Bandwagon caught up with Duclos during her recent press run and she took us beneath its many intricate folds. 

What drew you to making music?

The main reason I make music is so I can connect with people. Self-expression is definitely a key factor but finding people of a similar wavelength who can vibe with and understand what I do is what really keeps me going. 

It’s tempting to think of you as a singer-songwriter. Are you happy with that label?

I think that there’s more to it than that. I started out just playing the guitar and writing songs to it but in the course of making my single, I picked up on production as well. It’s a tricky thing. Also, I love electronic music so it’s important that I know what’s happening behind the scenes of a song.
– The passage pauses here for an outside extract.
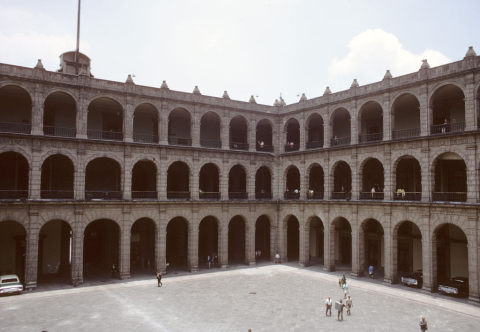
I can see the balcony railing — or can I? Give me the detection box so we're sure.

Right now, I’m learning the basics but I definitely want to produce my own music in the future.

Do you find it encouraging that electronic music has become part of the mainstream in an undeniable way?

Yes, very much so. I think it’s great. Variety is important, isn’t it? Take EDM, for example. It’s an umbrella term for many different types of sounds. Within that bracket, most people like an artist like Hardwell but there’s so much else out there for different scenes and audiences. You have the predictable stuff but you also have the more experimental stuff. People are mulching things up and opening up new possibilities. That’s really inspiring.
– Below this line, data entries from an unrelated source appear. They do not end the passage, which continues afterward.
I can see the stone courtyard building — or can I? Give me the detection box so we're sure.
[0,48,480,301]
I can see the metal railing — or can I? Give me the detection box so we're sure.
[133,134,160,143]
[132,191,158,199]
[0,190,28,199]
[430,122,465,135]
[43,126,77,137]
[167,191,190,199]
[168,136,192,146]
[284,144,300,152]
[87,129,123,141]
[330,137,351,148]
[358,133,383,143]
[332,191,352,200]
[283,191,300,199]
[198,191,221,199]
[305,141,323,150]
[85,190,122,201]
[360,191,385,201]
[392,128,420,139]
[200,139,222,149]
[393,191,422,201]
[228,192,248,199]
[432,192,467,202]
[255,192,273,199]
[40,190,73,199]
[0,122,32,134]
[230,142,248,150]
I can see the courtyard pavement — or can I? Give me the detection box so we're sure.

And as far as your own songwriting goes, what do you hold as important?

I love poetry so narrative is very important to my messaging. My music comes from my experiences and how I tell my story is as crucial as the music. Some influences in that respect are R. H. Sin and Rupi Kaur. I know there’s a lot of criticism levelled at Rupi but it doesn’t bother me. It’s about time women got to express themselves freely on a platform with mass appeal. A lot of the time, things are brushed under the carpet because of societal taboos but it’s great that women’s voices are getting louder than the noise of oppression. Writers like her are paving the way for women to write their own narratives without having to mince their words.

Likewise, my music is a way for me to release the tension that comes with life. As a teenager, I had all this angst that I didn’t know how to manage. Now, music is my outlet and canvas.
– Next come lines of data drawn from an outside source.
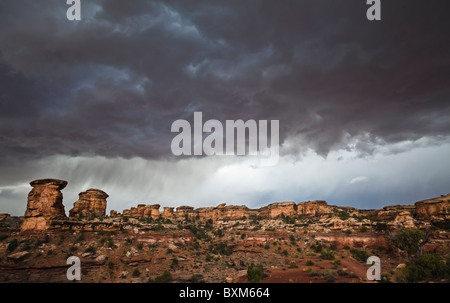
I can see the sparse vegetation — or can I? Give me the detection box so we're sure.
[247,262,265,283]
[6,239,19,253]
[390,228,425,257]
[148,270,172,283]
[351,249,369,263]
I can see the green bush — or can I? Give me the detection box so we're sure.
[247,262,264,283]
[396,254,450,282]
[337,210,350,220]
[148,270,172,283]
[351,249,369,263]
[209,242,233,256]
[320,250,334,260]
[133,268,141,277]
[391,228,424,256]
[84,245,95,254]
[6,239,19,253]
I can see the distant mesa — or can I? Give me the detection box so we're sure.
[16,179,450,231]
[69,189,109,218]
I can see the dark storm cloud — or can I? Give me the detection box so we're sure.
[0,0,450,161]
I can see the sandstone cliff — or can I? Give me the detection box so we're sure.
[414,194,450,220]
[21,179,67,231]
[69,189,109,218]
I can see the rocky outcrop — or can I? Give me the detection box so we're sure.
[123,204,161,219]
[414,194,450,220]
[21,179,67,231]
[374,205,416,220]
[162,207,175,220]
[297,200,331,217]
[69,189,109,218]
[259,202,297,219]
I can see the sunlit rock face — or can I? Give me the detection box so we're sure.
[414,194,450,220]
[21,179,67,231]
[69,189,109,218]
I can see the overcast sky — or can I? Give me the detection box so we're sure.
[0,0,450,215]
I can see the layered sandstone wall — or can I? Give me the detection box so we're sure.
[69,189,109,218]
[21,179,67,231]
[414,194,450,220]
What would you say has been the most foundational experience in shaping you as a musician?

Learning how to love. I’ve had a lot of ups-and-downs with both platonic and romantic relationships. As a young girl, I couldn’t comprehend how love worked, you know? I think I have a better idea of it now, since I’ve gone through more stuff in general and I realise that a lot of people cover up how they feel about themselves and that carries into their relationships, which end up becoming toxic. You have to be real with yourself before you’re real with your partner – loving and knowing yourself is so important. If not, your life will be a lie. Self-love is one of the most challenging journeys I’ve ever endeavoured upon.

It feels like ‘Further’ comes from the same emotional place.

Yes, it does. It comes from a place of acceptance, not sadness. We tend to forget that not everything in life is meant for you – and that’s ok. The cliche is true: Life is a journey and sometimes, you have to be strong enough to make it on your own. Even if you find someone that you love, you don’t have to love them romantically. It’s so annoying when, if a relationship doesn’t work out, people feel the need to automatically hate each other. If you once had a connection, you shouldn’t want to destroy it.

How did you link up with Charlie Lim?

I fell in love with Charlie’s music when I heard his acoustic stuff. His lyricism is amazing and his sound is totally his own. When I got the chance to work with him, through my label, I was very keen to have him produce the single. I think we managed to combine the best of both worlds: Electronic and analog. 

When we met, I told him about the artists that I looked up to and from that point, he knew what kind of sound I wanted to create. There are R&B and electronic elements that come together in a way that is fresh but not inaccessible.

Lastly, what can you tell us about your future projects?

I can tell you that I’m not one to repeat myself. I like playing around with different sounds so when I write, I like to branch off in many directions. I can’t wait for you to hear the next single!